Le ski alpin : la descente


En descente, il faut dévaler les pentes à toute vitesse. Parfois même à la limite de l'équilibre. Parfois le skieur quitte la piste. Il s'envole. À première vue, on pourrait penser qu'il va ainsi plus vite. Or, c'est le contraire. Cela le ralentit.
Pourquoi les skieurs doivent-ils éviter de quitter le sol?


Pour comprendre, il faut d'abord expliquer les forces en présence. Le moteur du skieur, ce qui le fait descendre, c'est la gravité. Plus la pente est prononcée, plus il ira vite. Mais il existe deux freins importants qui le ralentissent : la résistance de l'air et la friction des skis sur la neige.


Premier frein : la résistance de l'air. Plus le skieur va vite, plus il a l'impression de subir un vent contraire qui le freine. En fait, la résistance de l'air croît beaucoup plus rapidement que la vitesse du skieur. C'est le facteur déterminant.

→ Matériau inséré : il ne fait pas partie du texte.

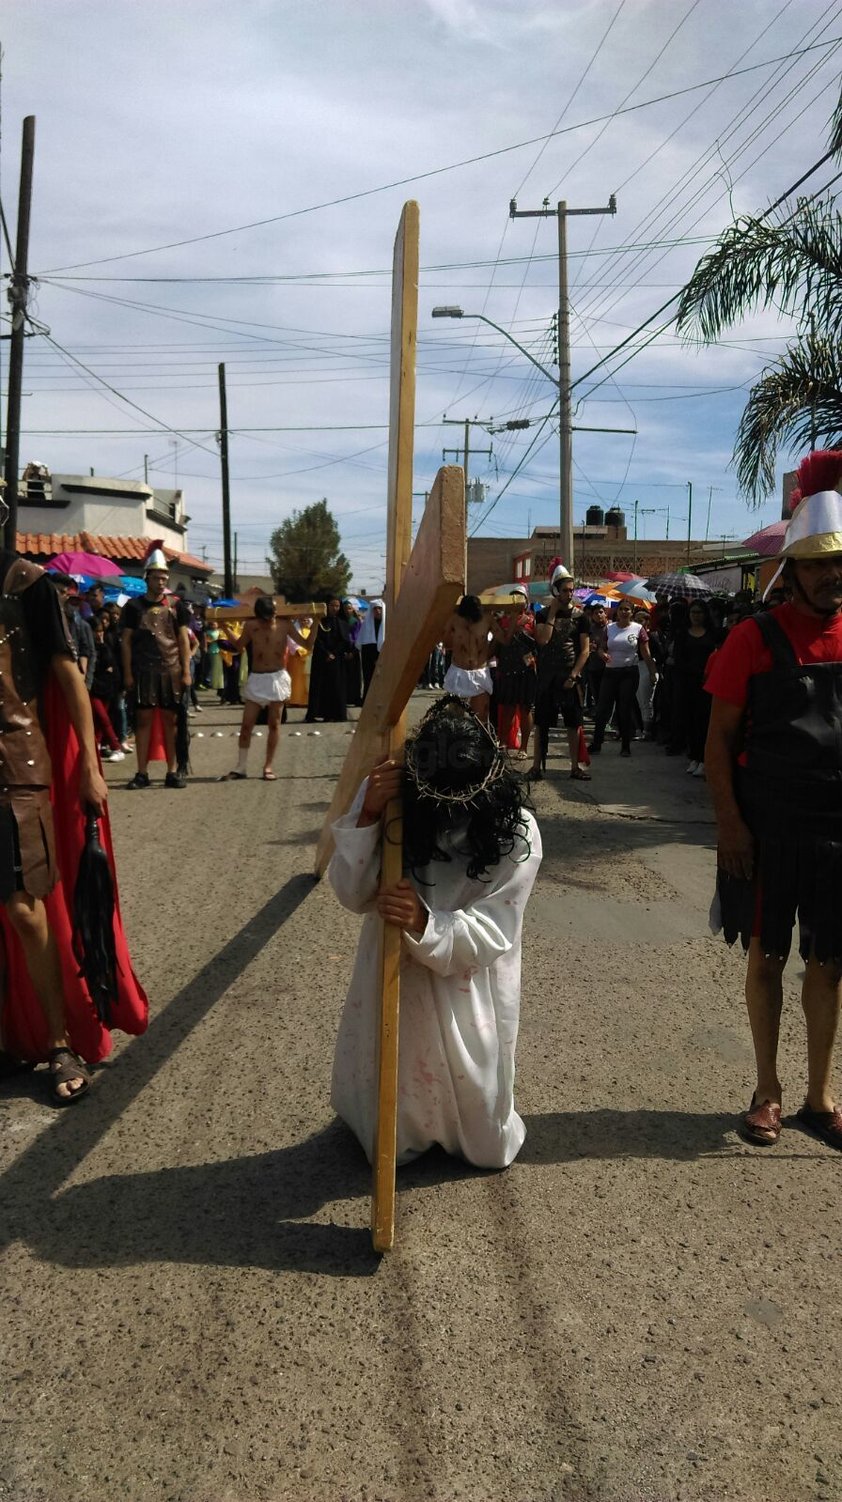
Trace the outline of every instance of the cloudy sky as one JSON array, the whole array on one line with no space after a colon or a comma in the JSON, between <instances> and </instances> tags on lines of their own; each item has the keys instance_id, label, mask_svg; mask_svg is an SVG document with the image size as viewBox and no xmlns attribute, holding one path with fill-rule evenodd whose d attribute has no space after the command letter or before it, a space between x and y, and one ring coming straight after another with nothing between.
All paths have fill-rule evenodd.
<instances>
[{"instance_id":1,"label":"cloudy sky","mask_svg":"<svg viewBox=\"0 0 842 1502\"><path fill-rule=\"evenodd\" d=\"M221 566L215 430L227 369L241 570L326 496L357 587L382 584L392 244L421 208L415 489L461 442L442 416L542 419L554 373L555 219L569 222L573 377L676 292L733 214L823 154L842 3L823 0L7 0L0 192L14 236L36 116L21 461L182 485ZM816 191L833 165L802 189ZM8 260L3 251L3 271ZM661 320L659 320L660 322ZM729 459L787 325L700 351L667 330L577 388L574 519L639 502L641 535L741 538ZM0 346L5 351L8 345ZM5 389L5 370L3 371ZM136 405L131 405L136 404ZM142 410L138 410L142 409ZM551 423L472 430L481 534L558 516Z\"/></svg>"}]
</instances>

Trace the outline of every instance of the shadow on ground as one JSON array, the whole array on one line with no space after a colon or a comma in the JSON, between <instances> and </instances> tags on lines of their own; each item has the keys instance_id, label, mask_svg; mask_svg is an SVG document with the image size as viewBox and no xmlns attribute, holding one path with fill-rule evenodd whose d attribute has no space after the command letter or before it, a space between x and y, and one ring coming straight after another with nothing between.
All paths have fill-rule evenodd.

Passer de 20 km h à 40 km h est facile. Mais de 140 à 160, c'est tout un exploit! La réponse à la résistance de l'air : l'aérodynamique. Le skieur rassemble ses membres le plus près de son corps : genoux fléchis, buste incliné, dos arrondi, des bâtons dont la forme se moule au corps, l'athlète adopte ainsi une position qui offre peu de résistance au vent. Une position gagnante qu'il doit garder à tout prix! Il peut atteindre ainsi une vitesse de 160 km/h.

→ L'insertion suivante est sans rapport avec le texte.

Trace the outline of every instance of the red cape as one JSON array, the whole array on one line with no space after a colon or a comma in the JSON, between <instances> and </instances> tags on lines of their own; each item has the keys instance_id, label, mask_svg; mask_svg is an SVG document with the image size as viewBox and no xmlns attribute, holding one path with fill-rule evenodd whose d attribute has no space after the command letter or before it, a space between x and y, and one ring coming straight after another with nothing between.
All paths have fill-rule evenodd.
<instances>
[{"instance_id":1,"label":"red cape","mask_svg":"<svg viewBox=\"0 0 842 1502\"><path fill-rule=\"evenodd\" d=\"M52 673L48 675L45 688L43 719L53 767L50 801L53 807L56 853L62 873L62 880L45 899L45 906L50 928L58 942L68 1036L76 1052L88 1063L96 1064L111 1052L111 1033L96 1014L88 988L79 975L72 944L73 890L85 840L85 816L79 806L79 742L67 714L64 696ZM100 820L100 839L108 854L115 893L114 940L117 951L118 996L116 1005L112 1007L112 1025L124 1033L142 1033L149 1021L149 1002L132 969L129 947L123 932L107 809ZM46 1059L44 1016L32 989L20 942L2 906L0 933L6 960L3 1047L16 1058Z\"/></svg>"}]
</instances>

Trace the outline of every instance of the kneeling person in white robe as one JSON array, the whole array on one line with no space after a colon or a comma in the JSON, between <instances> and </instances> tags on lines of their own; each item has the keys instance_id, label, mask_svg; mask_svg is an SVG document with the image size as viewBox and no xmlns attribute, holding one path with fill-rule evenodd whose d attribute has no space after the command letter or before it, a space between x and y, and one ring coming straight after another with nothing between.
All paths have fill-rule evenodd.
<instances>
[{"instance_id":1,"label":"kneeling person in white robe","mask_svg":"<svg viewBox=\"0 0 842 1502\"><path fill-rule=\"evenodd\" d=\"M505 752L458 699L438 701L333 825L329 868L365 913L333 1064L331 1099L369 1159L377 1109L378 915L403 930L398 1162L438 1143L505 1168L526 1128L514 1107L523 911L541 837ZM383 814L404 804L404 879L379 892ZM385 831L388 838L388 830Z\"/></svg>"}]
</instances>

Lorsque le skieur s'envole, il perd sa position aérodynamique. À une telle vitesse, c'est l'erreur à éviter car l'air le ralentit aussitôt. Il perd ainsi de précieuses fractions de seconde.

L'autre frein : la friction des skis sur la neige. Lorsque vous frottez vos deux mains, vous créez de la chaleur : il en est de même entre le ski et la neige. Et dans ce cas, cette friction crée son propre remède...

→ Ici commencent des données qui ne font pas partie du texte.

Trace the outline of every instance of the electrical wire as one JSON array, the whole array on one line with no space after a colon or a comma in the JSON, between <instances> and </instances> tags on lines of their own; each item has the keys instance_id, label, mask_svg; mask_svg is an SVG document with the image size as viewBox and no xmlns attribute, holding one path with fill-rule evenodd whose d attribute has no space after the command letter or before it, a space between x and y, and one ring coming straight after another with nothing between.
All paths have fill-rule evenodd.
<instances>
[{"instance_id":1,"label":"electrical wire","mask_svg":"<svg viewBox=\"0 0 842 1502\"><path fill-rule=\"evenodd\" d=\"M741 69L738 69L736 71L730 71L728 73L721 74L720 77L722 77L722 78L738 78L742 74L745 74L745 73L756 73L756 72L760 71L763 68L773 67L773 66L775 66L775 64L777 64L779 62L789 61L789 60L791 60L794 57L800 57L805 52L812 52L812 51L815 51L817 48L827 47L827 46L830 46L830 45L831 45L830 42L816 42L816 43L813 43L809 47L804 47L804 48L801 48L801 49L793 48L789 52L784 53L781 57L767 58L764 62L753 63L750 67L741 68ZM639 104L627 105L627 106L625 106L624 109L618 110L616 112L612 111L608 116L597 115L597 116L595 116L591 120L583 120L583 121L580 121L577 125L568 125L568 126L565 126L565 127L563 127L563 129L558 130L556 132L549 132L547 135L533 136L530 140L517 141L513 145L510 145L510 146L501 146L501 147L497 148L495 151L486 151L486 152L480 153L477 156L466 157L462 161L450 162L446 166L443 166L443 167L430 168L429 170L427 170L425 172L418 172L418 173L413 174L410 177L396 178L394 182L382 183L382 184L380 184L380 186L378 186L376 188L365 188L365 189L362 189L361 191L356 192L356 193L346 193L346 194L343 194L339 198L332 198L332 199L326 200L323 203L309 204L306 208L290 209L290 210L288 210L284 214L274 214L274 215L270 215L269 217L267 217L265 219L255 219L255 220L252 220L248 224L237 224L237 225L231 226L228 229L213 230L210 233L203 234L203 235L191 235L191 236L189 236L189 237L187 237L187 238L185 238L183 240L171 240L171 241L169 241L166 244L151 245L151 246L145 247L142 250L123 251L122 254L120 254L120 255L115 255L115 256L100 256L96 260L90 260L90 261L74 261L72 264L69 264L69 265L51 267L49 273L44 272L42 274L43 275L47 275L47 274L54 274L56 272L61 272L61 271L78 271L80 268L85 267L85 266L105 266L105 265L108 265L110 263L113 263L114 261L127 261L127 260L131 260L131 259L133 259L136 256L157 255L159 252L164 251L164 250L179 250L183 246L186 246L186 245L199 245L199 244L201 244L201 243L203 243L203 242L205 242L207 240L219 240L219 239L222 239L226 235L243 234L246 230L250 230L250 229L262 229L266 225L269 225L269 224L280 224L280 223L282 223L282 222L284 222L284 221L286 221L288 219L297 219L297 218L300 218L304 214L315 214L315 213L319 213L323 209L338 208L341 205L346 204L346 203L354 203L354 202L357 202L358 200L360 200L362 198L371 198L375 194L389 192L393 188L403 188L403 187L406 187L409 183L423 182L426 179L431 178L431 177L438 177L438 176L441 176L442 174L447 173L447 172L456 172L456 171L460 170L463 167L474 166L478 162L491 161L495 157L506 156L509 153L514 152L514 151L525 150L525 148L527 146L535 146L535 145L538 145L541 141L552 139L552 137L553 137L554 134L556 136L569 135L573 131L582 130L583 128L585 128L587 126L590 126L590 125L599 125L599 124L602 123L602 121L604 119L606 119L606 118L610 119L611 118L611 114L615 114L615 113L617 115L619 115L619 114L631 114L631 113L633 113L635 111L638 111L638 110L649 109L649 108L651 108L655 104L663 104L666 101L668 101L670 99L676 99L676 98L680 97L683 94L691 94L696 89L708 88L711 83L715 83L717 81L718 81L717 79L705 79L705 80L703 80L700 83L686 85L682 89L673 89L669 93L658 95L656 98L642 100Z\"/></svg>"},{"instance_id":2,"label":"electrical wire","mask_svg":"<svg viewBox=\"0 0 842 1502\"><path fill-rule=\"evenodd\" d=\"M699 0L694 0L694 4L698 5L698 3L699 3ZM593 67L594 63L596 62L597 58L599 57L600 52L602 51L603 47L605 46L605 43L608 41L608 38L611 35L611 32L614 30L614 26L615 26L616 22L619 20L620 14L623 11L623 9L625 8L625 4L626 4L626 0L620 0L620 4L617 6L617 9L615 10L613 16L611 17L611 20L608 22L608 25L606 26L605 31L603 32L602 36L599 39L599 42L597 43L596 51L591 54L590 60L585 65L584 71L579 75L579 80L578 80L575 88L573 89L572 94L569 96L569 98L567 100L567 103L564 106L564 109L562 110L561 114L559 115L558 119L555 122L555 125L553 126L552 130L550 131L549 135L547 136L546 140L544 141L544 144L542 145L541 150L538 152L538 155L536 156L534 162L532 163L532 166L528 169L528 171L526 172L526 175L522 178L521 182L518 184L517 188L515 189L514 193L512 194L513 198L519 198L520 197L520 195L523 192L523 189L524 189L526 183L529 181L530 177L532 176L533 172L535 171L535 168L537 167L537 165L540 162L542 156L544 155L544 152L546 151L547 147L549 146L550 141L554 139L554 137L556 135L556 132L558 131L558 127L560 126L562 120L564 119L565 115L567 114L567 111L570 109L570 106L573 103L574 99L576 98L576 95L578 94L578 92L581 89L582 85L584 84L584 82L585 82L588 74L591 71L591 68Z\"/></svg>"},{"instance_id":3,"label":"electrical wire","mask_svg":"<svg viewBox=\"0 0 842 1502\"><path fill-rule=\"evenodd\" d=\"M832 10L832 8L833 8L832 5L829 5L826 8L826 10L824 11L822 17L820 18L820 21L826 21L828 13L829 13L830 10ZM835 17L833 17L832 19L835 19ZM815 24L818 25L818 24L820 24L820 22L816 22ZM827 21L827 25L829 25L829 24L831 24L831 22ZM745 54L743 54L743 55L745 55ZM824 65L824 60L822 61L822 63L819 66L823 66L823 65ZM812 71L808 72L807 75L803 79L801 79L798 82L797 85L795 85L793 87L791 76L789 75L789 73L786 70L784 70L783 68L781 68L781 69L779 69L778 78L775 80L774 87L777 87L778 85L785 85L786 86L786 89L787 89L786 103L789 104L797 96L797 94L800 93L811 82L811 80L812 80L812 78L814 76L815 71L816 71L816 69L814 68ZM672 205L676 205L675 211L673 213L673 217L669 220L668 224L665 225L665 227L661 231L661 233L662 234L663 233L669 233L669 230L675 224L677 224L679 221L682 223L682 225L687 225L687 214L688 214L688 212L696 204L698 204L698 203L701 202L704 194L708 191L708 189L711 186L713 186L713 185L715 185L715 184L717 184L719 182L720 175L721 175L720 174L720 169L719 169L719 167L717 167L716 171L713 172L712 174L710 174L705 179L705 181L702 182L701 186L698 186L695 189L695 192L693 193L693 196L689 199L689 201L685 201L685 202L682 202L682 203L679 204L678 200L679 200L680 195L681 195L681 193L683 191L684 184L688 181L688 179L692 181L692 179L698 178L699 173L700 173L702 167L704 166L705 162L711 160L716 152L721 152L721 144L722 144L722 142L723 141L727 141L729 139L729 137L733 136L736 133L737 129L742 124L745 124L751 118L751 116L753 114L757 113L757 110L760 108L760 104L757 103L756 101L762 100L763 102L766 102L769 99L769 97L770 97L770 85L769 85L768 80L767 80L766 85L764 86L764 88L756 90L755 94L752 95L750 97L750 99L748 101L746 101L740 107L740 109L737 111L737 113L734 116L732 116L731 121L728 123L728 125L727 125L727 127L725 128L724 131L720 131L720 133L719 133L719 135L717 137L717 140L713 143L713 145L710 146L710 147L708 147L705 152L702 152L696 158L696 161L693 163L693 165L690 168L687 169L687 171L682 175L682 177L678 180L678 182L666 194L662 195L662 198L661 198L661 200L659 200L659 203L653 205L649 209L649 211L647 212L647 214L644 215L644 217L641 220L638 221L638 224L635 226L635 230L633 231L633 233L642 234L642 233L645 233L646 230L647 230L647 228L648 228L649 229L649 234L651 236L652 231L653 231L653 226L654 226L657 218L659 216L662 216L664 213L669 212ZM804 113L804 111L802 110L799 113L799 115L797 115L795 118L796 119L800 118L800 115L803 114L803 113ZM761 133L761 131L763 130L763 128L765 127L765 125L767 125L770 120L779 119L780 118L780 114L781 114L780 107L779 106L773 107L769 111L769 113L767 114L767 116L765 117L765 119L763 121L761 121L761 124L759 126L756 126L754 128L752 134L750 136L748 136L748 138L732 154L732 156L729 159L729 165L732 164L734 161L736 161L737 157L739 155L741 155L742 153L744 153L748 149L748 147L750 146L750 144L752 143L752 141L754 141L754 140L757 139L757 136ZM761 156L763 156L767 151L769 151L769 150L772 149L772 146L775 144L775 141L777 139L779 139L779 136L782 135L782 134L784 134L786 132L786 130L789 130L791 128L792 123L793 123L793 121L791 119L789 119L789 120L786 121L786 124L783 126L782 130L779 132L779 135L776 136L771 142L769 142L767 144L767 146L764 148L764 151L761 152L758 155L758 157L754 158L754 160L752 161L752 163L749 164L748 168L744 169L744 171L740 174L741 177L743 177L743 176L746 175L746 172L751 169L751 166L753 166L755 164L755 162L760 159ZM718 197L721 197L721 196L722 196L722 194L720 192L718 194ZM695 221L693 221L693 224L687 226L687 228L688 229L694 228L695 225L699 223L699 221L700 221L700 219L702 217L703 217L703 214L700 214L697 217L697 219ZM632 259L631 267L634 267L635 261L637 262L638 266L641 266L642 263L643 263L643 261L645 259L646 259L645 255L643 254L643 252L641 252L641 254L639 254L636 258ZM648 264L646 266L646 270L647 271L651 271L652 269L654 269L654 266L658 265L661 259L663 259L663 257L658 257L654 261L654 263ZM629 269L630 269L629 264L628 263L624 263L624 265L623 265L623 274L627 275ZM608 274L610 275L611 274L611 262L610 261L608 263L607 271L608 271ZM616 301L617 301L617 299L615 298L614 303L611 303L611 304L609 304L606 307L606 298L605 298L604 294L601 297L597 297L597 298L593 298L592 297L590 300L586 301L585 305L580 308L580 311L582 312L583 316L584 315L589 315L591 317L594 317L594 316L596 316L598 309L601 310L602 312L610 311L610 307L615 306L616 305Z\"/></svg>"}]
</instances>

Deuxième frein : la friction des skis sur la neige
Le devant du ski initie la friction, la chaleur est créée et des cristaux de neige fondent. À mesure que le poids du skieur se fait sentir, des gouttelettes microscopiques d'eau se forment entre la semelle du ski et la neige, facilitant la descente. Un peu comme si les gouttelettes jouaient le rôle de petites billes sur lesquelles roulerait le ski, diminuant d'autant la friction.

Dès que le skieur quitte la piste, les semelles des skis refroidissent. Lorsqu'il revient sur la neige, il n'y a plus de gouttelettes d'eau. La friction avec la neige est à son maximum. Et d'autres fractions de secondes s'envolent...


Pour rester le moins longtemps possible dans l'air, le skieur ne demeure pas inactif. À la vue d'une bosse, il saute d'avance pour éviter l'effet tremplin de la piste. Cela suppose une énorme force musculaire au niveau des jambes.

Moins longtemps il sera dans les airs, plus vite il reprendra sa position aérodynamique et plus rapidement il franchira le fil d'arrivée. Pour gagner une médaille d'or en ski alpin, les dieux de la piste doivent garder les deux pieds sur terre… ou du moins sur la neige!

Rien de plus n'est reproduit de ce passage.